You and your spouse both have to file tax returns to receive your CCTB. If you don't file your tax returns your benefits will be stopped. New Immigrants have to file Child Tax Benefit Application to start receiving Child Tax Benefit.

 
 

Last minute tax planning tips

 
 

Here's what to look for, realizing that it's always a good idea to have a knowledgeable tax advisor look over your plans before you act.

  Review your source deductions

Taxpayers looking forward to getting a hefty refund forget that they're really giving the Canada Revenue Agency (CRA) an interest-free loan. Why not get your money upfront? If you're making RRSP contributions during the year, or paying alimony or child-care expenses, you can get the money your employer withholds from your paycheque reduced by filing a formal request with your district tax office. CRA will then authorize your employer to cut the amount of tax withheld, thus beefing up your net pay.

 
  Check out the pension credit

Many seniors try to use the $1,000 pension credit to offset their Old Age Security and Canada Pension Plan income. But government benefits don't qualify here. You have to be receiving money from an annuity or RRIF to qualify; waiting until April means you'll miss out a year.
Use some RRSP funds to buy an annuity that pays at least $1,000 for next year. If you're in the lowest tax bracket (roughly $35,000 or under), the $1,000 in income will be tax-free, although pensioners with a higher marginal rate will pay some tax.

 
  Take all child-care expenses

While child-care costs usually end up on the lower-income earner's return, higher earners whose spouses are going away to school full-time frequently miss out on a little-used tax break. Under these circumstances, they can deduct up to $175 per child per week for kids under age seven ($100 if they're under 16). They could also make a similar claim if a spouse was hospitalized, bed-ridden or institutionalized for at least two weeks in the year. Don't forget that child-care costs also include summer camp and boarding school as well as day care.

 

Consider paying adult children (18 or older in the year) for any time during 2008 in which they looked after the younger children (16 or younger throughout the year) to allow you to be at work earning an income. You'll get a deduction and your adult child will face the tax on the payments – although he or she may pay little or no tax depending on his or her other income.
 
  Medical expenses

Most people don't realize that the medical expenses credit can be based on the best 12-month period ending in the tax year and includes the whole family. If family medical expenses exceed 3% of net income, you're entitled to a credit of 17% of these costs.
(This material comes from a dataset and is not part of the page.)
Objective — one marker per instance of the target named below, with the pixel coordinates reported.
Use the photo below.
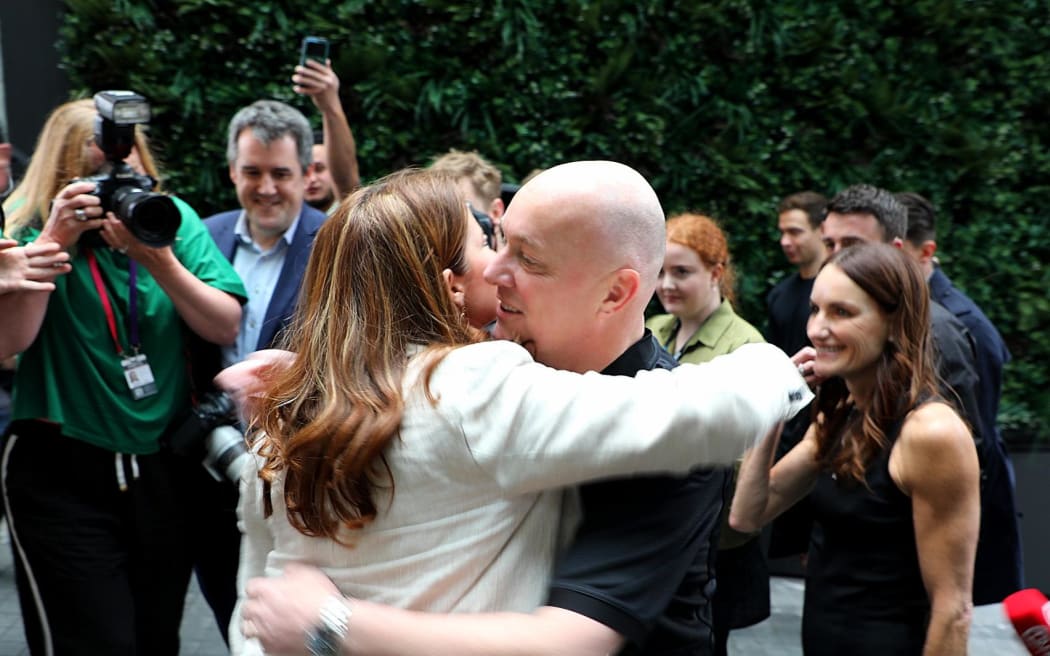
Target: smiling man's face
(548, 277)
As well, it can make sense to prepay certain identifiable expenses such as orthodontic work for children, to optimize the tax saving. Eligible expenses can include fees for private health coverage such as Blue Cross, medication, hearing aids and batteries, guide dogs for the blind, home renovations to accommodate the disabled, and, in some cases, even travel expenses if you have to go far to be treated.
 
  Transfer tuition costs

Even if they file a return, students are generally so broke that they don't even worry about non-refundable credits they're leaving on the table. In this case, it's up to you to make sure the tax savings don't slip away.

If your children are aged 18 or over, consider giving them enough money to create the necessary income. Or, if you're self-employed, find a place for them in the business. Not only will this prevent the family from losing the credits, it offers the additional benefit of building up RRSP contribution room that can now be carried forward indefinitely.

If you're looking after a full-time student, you can transfer up to $5,000 in tuition costs and education tax credits to your side of the ledger. Who qualifies? Parents, grandparents, spouses or legal guardians.

 
  Track your unclaimed credits
Students are allowed to carry forward indefinitely any tuition and education credits, and for five years any credits for student loan interest. If you've paid tuition or student loan interest in the past and haven't yet enjoyed any tax relief for those amounts, be sure to gather your tuition receipts and interest cost statements and track the unclaimed amounts. You'll likely want to claim those amounts once you're working full time and your income is higher.